For more information on the festival and how to register, visit the TSAL website.

Amitava Kumar is a writer and journalist. He was born in Ara, and grew up in the nearby town of Patna, famous for its corruption, crushing poverty, and delicious mangoes. Kumar is the author of several books of nonfiction and a novel. He lives in Poughkeepsie, in upstate New York, where he is Helen D. Lockwood Professor of English at Vassar College. In 2016, Amitava Kumar was awarded a Guggenheim Fellowship (General Nonfiction) as well as a Ford Fellowship in Literature from United States Artists.
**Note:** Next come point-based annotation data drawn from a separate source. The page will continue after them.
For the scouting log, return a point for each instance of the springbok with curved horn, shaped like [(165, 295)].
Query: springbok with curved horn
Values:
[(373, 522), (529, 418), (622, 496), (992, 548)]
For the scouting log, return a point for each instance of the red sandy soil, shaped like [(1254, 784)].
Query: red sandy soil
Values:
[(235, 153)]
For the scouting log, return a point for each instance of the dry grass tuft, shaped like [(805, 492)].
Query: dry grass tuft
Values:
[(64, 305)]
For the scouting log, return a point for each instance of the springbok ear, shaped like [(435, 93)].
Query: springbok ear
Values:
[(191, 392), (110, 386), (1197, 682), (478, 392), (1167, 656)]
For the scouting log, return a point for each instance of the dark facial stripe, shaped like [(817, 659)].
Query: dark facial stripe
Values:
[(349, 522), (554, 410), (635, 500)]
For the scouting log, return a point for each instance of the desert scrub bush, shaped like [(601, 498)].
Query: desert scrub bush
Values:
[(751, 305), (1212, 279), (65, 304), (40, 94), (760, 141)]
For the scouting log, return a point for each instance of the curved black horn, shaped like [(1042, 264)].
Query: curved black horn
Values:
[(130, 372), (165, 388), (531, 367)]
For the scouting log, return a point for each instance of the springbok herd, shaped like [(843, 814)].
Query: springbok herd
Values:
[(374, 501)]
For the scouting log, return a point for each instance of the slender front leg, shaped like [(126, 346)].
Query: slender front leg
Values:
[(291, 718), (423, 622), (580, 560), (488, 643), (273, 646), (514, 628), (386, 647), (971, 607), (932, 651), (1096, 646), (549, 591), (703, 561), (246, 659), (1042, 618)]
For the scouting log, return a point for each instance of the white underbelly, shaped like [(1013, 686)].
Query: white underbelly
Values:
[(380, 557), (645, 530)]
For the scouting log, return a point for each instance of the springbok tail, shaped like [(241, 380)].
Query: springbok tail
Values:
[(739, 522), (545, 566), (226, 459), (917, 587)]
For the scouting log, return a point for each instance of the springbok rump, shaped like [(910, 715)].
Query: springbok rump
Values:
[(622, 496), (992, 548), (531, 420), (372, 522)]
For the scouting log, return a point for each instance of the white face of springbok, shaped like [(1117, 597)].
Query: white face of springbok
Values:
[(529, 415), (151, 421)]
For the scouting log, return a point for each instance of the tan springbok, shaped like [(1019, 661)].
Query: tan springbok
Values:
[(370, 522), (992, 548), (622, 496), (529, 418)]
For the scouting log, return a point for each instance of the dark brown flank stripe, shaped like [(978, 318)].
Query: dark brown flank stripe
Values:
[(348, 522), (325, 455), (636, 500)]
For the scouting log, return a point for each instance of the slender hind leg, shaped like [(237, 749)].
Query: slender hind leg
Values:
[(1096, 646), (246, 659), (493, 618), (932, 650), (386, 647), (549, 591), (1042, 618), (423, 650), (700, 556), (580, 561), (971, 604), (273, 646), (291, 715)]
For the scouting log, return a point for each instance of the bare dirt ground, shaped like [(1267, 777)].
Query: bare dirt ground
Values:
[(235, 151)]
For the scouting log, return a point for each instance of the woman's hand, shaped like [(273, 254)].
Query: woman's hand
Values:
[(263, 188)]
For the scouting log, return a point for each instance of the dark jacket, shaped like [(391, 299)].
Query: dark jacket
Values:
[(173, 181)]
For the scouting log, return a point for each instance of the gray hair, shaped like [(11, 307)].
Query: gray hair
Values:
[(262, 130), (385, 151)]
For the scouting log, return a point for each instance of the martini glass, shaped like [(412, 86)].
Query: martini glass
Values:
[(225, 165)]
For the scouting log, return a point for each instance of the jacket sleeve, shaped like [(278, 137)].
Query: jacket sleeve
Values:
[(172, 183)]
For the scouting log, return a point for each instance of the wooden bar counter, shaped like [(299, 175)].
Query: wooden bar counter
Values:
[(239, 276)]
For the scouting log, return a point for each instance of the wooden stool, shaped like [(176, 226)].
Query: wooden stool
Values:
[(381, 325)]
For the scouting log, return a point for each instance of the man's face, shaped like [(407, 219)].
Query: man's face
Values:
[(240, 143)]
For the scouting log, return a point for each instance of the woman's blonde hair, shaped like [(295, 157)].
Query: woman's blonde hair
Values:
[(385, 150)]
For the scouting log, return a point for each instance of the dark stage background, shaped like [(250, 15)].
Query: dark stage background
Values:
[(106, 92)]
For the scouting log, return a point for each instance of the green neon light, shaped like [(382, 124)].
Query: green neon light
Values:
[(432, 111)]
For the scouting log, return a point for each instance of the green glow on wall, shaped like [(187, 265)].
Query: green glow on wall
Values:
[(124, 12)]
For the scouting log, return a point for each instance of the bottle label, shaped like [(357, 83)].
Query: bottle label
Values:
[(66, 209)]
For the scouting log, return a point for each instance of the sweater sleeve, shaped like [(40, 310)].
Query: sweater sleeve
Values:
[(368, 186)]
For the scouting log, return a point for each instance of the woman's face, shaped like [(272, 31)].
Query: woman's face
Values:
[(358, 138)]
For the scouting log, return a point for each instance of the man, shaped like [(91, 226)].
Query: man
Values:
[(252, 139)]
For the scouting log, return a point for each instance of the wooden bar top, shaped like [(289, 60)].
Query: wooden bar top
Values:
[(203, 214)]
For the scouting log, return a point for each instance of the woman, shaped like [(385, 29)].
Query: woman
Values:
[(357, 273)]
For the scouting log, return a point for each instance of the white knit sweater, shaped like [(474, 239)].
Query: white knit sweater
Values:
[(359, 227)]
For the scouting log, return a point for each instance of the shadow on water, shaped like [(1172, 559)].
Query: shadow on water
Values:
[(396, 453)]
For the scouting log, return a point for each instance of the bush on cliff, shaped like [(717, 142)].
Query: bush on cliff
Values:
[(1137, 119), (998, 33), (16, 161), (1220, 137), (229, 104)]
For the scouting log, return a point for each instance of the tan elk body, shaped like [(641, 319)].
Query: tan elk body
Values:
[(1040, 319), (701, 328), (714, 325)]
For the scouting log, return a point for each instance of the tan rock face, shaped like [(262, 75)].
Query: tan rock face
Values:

Praise for Immigrant, Montana

“Amitava Kumar’s Immigrant, Montana is a beguiling meditation on memory and migration, sex and politics, ideas and art, and race and ambiguity. Part novel, part memoir, this book is as sly, charming, and deceptive as its passionate protagonist, a writer writing himself into being.”
—Viet Thanh Nguyen, Pulitzer Prize-winning author of The Sympathizer

“There is a buoyant energy and hilarity to this account of an Indian student seeking the wide world through the women he meets, but one laughs with growing unease as a darker undercurrent is slowly revealed. An unusual, brave twist on the migrant’s tale.”
—Kiran Desai, author of the Man Booker Prize-winning The Inheritance of Loss

“Amitava Kumar’s Immigrant, Montana is romantic, natural, gorgeously detailed, and painfully truthful about exile, grad school, sex, and the South Asian man. Few novels have captured the mental texture of immigrantion so accurately.”
—Karan Mahajan, author of The Association of Small Bombs


Tasveer South Asian LitFest brings together an eclectic group of poets, novelists, screenwriters, nonfiction and experimental writers expressing a wide range of South Asian diasporic voices on race, immigration, gender, identity, and publishing. Listen to their authors read from their writings, and engage with them in discussion panels and workshops as they explore some of the major issues—such as race, immigration, gender, sexuality, and politics—that have shaped the lives and writings of the South Asian diaspora.